# Worcestershire Floods



## Fate (Jul 26, 2007)

Just some shots from around my village - by no means the worst place hit, but the aftermath is pretty bad - houses pumped etc and a caravan site totally wiped out.

1.







2.






3.






4.






5.






6.






7.






8.


----------



## LaFoto (Jul 26, 2007)

That looks bad, all right! Whoa. I so feel for you all!
We have a little pump staying on the lower part of our verandah at all times this summer and have needed it several times by now to keep our cellar from getting flooded (with success, but that is also because we have built a little "wall" in front of the first step down of the outside staircase), but nothing has ever been this bad for us.

My favourite (if scenes like this can be "favourite" - but photographywise, you know) photo is 6. He looks like he is working so hard! 
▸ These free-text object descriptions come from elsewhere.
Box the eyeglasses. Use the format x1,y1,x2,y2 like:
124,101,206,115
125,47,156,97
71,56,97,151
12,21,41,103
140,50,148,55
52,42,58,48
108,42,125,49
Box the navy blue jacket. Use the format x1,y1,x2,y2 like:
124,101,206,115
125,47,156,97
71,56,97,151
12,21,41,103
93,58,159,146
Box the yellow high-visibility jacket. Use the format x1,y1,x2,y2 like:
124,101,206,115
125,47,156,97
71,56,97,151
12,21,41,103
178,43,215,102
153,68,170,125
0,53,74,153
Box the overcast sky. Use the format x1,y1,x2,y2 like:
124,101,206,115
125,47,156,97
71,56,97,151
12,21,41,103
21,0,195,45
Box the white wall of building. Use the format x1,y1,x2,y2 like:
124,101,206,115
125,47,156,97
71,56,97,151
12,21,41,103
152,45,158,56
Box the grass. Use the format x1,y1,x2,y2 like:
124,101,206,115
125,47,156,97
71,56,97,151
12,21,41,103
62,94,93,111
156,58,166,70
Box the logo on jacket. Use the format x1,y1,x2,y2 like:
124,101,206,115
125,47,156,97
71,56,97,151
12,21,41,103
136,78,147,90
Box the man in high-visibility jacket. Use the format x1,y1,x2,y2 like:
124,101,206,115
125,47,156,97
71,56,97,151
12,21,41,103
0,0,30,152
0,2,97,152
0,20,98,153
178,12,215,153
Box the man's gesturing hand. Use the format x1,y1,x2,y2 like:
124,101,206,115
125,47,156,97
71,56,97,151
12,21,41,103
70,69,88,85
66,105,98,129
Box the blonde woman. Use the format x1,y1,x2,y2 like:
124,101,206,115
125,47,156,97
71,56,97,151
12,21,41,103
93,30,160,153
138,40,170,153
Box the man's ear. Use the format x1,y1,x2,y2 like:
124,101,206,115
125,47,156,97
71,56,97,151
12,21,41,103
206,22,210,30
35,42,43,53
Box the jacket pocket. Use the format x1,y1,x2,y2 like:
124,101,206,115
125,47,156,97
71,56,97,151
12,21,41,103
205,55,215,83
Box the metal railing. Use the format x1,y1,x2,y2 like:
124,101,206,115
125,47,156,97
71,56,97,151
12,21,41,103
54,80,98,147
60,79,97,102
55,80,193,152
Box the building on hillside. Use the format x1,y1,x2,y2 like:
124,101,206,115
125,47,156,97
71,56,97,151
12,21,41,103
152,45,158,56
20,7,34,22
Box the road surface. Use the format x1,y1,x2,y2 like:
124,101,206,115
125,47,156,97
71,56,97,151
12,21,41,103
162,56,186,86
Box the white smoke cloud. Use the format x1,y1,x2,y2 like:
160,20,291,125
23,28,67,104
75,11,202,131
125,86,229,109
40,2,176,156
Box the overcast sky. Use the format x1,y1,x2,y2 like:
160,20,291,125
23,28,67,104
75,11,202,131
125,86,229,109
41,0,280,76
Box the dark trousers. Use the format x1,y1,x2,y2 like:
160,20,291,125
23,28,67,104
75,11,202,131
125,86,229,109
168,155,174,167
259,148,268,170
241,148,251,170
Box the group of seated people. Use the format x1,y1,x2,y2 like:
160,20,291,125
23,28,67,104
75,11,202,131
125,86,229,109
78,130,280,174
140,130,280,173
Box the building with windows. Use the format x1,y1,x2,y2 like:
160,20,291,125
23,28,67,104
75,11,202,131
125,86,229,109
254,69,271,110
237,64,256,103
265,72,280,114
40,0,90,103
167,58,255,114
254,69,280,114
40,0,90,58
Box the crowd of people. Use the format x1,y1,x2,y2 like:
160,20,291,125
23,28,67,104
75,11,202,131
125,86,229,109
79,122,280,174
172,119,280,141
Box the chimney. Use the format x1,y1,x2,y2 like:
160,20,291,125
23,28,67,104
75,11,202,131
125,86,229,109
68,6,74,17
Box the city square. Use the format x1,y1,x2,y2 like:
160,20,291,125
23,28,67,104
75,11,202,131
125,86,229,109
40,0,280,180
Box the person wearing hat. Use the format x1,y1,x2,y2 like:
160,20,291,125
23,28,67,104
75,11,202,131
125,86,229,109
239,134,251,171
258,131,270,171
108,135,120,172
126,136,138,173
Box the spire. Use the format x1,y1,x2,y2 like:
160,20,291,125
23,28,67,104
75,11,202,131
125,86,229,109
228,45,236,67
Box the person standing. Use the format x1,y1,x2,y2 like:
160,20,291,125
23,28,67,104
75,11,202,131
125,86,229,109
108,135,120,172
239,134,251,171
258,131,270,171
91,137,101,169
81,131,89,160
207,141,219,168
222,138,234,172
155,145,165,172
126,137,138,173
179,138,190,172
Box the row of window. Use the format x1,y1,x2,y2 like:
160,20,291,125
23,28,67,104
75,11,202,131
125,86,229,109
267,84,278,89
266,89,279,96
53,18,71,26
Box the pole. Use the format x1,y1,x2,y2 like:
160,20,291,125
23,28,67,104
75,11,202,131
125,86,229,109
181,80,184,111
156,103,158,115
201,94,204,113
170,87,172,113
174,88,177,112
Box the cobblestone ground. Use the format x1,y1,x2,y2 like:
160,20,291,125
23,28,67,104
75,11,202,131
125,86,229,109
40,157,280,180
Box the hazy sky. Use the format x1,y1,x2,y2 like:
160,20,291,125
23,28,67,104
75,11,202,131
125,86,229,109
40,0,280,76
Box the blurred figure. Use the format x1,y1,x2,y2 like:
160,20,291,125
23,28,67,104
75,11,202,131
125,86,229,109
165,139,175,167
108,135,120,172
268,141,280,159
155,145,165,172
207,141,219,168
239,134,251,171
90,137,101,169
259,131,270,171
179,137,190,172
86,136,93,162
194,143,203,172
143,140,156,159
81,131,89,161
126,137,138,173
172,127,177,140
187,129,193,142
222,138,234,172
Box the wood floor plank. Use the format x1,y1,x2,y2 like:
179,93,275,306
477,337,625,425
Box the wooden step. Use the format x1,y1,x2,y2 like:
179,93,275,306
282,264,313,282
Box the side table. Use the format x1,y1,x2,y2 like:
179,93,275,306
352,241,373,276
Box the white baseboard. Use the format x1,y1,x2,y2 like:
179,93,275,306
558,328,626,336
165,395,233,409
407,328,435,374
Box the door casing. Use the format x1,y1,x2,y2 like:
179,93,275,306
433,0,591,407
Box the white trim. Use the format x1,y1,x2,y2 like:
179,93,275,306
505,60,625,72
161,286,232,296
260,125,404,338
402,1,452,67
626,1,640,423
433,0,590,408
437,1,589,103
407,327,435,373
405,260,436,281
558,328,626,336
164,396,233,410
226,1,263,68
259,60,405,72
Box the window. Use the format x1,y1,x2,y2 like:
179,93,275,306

That one followed by 2! Whoa.


----------



## Tangerini (Jul 26, 2007)

How very sad, nature can be very cruel.  Nice job on the photos, they have a great emotion to them.


----------



## Rick Waldroup (Jul 30, 2007)

Nice work.  Especially on shots #2 and the last one.


----------



## newrmdmike (Jul 30, 2007)

good shots! call up sipa press and submit these!


----------



## Antarctican (Jul 30, 2007)

Well done! The first 2 shots really convey the havoc that the high waters created.


----------



## julz (Jul 30, 2007)

jeez, that one with the sign in scary,  belfast got flooded over a month ago too, the worst i seen myself was just cars stuck with water above the wheels


----------



## L. Wood (Jul 30, 2007)

Wow. Great photos. The colors are WONDERFUL!


----------



## Fate (Aug 6, 2007)

A quick add to the photos: The scene of many of the houses in the area, with many of their ground floors underwater, there was no other option but to remove all the damaged furniture.


----------



## Iron Flatline (Aug 6, 2007)

Wow, thanks for sharing.


----------



## djomlas (Aug 7, 2007)

wow man, i really 'liked' the speed limit sign photo.

on the sidenote, i dont remember when was the last time  that i saw a Scania truck, back when i lived in europe, ahh good memories of europe.

thx for sharing


----------



## Royster (Aug 19, 2007)

nice series, 1,2 and 7 are my favorites. I thought no 7 was a selective coloring job at first look. Really sharp images and the contrast and balace in 1 and 2 are perfect. Very sad pictures though.


----------



## Emily91183 (Aug 19, 2007)

These were great - you have a good eye.  It made me feel like I was there and have concern for the people.


----------



## Stillwater (Aug 22, 2007)

What a tragic scene, I really enjoy #6.


----------



## kundalini (Aug 22, 2007)

I really like #6.  Something about the desperation he emotes for feeling enough cannot be done, as quickly as needed, to help those in this tragic situation.


----------